Martin is a budget-friendly market in the South with a small but investable metro of 50,000. At a 5.34% estimated cap rate, this is a moderate market where rents of $1,080/mo lag behind home prices. With a median home price of $180,000 and steady population growth supports long-term rental demand, Martin offers opportunities for investors who source deals carefully.
Market data powered by Zillow Home Value Index (ZHVI) and Zillow Observed Rent Index (ZORI) · Updated Feb 2026
Martin's 0.6% rent-to-price ratio is well below the 1% rule. At median prices of $180,000, the $1,080/mo rent produces only $801/mo in NOI. Investors here need to target below-median properties or pursue value-add strategies to make the numbers work.
At current rates, a 20% down conventional loan ($36K at 7%) would result in approximately $-157/mo cash flow — negative at median prices.
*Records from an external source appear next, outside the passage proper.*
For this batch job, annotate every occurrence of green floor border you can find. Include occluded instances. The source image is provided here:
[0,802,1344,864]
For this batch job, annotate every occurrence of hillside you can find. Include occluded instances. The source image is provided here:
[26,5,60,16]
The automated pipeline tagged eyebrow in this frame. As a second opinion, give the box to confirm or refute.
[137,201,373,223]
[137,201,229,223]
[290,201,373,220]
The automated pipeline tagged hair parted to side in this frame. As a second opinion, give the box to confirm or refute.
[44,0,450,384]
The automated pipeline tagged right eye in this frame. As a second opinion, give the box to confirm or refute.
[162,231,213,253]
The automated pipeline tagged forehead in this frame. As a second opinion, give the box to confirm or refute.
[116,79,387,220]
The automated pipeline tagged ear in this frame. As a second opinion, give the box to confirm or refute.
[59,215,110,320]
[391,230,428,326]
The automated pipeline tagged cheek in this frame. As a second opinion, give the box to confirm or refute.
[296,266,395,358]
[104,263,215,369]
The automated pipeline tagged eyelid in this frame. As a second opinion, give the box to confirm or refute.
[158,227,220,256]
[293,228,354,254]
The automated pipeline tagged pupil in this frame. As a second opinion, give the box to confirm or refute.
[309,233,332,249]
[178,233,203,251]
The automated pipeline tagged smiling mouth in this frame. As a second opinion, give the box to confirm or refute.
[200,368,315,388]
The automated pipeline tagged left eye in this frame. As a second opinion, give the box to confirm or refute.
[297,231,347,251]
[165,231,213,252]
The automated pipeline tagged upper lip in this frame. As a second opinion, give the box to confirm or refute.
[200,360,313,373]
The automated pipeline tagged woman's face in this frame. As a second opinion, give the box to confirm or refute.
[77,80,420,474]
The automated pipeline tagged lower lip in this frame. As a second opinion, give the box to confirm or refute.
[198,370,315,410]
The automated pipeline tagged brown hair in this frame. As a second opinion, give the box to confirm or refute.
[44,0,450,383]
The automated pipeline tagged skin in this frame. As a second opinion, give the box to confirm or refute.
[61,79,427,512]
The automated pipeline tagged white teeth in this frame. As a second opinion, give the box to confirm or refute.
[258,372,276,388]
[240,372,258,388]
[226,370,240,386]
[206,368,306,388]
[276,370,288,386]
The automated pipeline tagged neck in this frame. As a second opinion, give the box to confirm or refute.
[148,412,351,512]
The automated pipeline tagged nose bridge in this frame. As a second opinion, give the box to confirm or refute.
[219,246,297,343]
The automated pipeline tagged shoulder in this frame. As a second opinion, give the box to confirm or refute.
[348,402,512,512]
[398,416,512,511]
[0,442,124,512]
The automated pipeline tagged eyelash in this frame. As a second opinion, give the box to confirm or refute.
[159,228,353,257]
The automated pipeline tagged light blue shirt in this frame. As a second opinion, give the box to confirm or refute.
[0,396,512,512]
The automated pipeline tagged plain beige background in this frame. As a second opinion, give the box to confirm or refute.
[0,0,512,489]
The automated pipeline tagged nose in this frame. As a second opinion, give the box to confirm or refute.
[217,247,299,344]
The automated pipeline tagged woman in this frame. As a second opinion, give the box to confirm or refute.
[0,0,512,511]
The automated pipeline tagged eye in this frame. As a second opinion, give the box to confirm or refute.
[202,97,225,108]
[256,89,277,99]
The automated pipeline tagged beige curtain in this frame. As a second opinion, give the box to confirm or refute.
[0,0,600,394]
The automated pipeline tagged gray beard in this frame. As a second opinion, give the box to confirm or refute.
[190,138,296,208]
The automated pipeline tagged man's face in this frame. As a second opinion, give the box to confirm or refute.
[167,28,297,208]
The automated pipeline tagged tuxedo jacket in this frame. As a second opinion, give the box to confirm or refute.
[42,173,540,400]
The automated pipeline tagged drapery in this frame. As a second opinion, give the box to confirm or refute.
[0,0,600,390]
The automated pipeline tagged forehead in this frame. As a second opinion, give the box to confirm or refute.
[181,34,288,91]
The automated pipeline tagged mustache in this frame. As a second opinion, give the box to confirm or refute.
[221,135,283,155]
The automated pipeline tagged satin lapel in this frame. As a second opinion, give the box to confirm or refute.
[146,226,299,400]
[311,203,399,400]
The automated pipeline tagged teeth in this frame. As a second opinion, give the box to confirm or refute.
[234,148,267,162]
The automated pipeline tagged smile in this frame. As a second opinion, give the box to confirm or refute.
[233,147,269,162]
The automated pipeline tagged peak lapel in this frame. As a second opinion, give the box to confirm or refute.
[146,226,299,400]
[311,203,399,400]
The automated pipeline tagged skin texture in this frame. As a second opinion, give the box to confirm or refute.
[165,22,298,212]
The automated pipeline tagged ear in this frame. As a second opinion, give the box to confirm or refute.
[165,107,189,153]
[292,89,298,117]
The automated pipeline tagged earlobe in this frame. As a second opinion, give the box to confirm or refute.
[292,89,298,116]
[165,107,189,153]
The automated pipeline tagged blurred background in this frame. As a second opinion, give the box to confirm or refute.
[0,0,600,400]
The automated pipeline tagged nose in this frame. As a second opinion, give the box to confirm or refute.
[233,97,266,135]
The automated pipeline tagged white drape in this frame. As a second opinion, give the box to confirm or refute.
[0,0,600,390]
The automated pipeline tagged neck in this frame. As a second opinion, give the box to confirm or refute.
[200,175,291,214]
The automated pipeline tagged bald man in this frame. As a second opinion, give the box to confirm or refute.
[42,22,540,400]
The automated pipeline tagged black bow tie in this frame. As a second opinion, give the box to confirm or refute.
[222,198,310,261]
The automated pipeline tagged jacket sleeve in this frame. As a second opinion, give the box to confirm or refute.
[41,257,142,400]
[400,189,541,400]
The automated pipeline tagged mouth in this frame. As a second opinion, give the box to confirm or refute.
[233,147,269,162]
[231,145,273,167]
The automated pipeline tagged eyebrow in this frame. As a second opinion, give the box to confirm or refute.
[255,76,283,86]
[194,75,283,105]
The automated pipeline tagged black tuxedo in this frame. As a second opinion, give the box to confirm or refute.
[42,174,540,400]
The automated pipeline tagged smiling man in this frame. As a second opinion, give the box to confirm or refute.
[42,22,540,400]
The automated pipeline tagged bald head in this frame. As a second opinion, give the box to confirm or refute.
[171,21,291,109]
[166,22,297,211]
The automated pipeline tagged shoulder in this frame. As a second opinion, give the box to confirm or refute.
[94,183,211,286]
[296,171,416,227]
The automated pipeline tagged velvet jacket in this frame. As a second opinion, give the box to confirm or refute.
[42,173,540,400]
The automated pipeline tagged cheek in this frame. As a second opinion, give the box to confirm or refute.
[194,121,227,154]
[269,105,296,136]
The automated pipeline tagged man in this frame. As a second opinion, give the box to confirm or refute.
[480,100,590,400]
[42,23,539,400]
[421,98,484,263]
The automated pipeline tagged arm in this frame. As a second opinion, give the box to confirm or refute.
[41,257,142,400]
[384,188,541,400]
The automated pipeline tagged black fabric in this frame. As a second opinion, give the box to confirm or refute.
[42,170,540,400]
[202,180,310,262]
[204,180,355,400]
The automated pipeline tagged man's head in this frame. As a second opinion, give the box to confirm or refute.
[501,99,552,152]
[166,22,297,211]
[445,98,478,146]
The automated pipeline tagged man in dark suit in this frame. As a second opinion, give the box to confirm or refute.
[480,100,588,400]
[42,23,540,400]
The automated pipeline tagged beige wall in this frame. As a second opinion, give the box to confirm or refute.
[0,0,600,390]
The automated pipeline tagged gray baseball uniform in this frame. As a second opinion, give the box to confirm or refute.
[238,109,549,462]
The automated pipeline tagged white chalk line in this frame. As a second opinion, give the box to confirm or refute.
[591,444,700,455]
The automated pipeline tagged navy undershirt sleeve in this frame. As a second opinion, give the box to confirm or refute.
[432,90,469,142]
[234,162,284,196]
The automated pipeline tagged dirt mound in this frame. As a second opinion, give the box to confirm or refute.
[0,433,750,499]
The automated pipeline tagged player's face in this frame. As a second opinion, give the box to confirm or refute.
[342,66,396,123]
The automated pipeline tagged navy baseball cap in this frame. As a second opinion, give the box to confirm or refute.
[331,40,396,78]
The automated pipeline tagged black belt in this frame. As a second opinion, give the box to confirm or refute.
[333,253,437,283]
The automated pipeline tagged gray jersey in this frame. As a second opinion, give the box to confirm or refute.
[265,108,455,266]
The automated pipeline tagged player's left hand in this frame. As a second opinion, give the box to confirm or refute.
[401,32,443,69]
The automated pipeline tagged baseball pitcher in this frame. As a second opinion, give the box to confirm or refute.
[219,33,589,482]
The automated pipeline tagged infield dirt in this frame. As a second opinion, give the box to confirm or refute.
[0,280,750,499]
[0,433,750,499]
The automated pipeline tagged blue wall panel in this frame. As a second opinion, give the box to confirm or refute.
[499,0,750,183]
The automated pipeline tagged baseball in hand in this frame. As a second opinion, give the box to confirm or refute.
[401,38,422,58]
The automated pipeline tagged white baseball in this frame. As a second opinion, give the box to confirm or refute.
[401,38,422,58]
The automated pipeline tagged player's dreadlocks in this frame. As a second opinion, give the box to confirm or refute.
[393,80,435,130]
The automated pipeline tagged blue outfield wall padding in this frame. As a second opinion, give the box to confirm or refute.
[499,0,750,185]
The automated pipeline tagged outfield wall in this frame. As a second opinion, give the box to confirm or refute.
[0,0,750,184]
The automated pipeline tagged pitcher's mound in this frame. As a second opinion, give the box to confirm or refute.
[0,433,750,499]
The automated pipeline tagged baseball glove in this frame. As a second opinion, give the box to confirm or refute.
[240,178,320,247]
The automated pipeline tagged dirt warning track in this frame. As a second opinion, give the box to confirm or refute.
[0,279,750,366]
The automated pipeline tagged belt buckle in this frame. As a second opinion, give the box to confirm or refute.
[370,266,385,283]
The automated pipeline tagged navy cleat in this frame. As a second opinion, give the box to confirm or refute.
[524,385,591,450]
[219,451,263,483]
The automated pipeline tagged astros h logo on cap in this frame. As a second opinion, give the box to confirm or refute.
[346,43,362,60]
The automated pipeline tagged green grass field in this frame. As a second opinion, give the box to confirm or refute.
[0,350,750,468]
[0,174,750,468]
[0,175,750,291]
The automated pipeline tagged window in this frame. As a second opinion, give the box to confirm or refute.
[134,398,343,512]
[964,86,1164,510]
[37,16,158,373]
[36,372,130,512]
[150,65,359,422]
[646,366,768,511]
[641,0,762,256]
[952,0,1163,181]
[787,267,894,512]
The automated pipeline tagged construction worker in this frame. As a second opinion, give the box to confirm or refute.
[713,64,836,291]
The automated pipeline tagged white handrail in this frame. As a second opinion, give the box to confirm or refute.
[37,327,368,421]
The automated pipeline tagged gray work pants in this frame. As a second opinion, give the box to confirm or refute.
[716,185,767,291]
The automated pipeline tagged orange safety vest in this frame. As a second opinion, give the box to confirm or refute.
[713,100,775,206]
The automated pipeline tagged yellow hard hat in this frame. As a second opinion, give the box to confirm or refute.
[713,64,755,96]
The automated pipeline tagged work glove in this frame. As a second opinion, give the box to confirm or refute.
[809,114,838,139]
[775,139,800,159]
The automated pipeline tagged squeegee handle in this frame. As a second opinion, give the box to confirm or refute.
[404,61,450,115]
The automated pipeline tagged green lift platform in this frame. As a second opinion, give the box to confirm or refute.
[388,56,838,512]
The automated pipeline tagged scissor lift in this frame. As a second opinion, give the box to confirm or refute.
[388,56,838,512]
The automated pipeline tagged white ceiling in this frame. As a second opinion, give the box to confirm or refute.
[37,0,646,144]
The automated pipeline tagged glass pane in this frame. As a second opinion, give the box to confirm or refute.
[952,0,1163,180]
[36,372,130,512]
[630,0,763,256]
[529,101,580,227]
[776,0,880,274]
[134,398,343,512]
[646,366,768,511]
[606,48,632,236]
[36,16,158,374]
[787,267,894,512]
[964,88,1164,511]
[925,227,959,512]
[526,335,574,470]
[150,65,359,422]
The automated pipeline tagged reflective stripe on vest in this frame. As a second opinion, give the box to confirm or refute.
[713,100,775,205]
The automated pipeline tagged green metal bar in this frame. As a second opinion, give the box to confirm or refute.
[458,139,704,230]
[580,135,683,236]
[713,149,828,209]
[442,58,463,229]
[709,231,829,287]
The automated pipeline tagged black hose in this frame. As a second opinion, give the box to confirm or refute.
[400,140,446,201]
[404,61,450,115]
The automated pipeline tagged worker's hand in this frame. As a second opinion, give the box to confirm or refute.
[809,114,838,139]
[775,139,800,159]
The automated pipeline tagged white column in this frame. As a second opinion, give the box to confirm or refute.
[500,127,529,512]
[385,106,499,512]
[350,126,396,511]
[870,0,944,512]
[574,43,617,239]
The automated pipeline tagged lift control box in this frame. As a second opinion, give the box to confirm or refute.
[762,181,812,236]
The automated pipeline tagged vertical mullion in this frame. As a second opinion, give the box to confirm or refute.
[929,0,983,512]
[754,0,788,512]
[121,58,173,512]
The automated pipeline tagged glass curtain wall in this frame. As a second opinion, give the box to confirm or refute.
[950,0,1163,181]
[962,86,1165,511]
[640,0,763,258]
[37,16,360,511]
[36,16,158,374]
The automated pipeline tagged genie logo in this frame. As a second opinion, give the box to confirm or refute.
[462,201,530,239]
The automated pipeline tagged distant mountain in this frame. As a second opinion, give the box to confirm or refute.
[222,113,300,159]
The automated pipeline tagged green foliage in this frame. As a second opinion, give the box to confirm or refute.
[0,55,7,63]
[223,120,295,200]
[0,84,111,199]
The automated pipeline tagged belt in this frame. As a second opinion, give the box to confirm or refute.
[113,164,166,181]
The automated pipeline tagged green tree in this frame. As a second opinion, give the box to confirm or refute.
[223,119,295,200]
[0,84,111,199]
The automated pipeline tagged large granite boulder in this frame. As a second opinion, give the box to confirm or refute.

Larger down payments, seller financing, or buying 15–25% below median are strategies to turn the numbers positive.
With 1.6% annual population growth paired with 3.1% home appreciation, Martin offers a rare combination of current cash flow and future equity upside. The 13.9x gross rent multiplier suggests the market hasn't fully priced in this growth trajectory.
Pre-filled with Martin medians. Adjust to match a specific property.
Factor in financing to see your actual return on invested capital in Martin.
Martin, TN has a population of 50,000 and has been growing at 1.6% annually — above the national average, suggesting steady demand pressure on housing. The median home price of $180,000 paired with median rents of $1,080/mo produces an estimated cap rate of 5.34%.
Property taxes at 0.65% are well below the national average of ~1.1%, providing a meaningful cash flow advantage many investors overlook. The vacancy rate of 5.7% is moderate and within normal parameters for a healthy rental market.
At a price-to-income ratio of 3.3x, homes cost about 3.3 times the local median income of $53,744. This relatively affordable ratio suggests a deep pool of renters who find buying out of reach, supporting rental demand. Home values have appreciated at roughly 3.1% annually. Steady appreciation means total returns will be primarily cash flow-driven — the more sustainable model for long-term wealth building.
Bottom line: Martin presents moderate opportunities. Cap rates near 5.34% mean deals need careful sourcing — look for value-add rehabs or emerging neighborhoods where rents are climbing.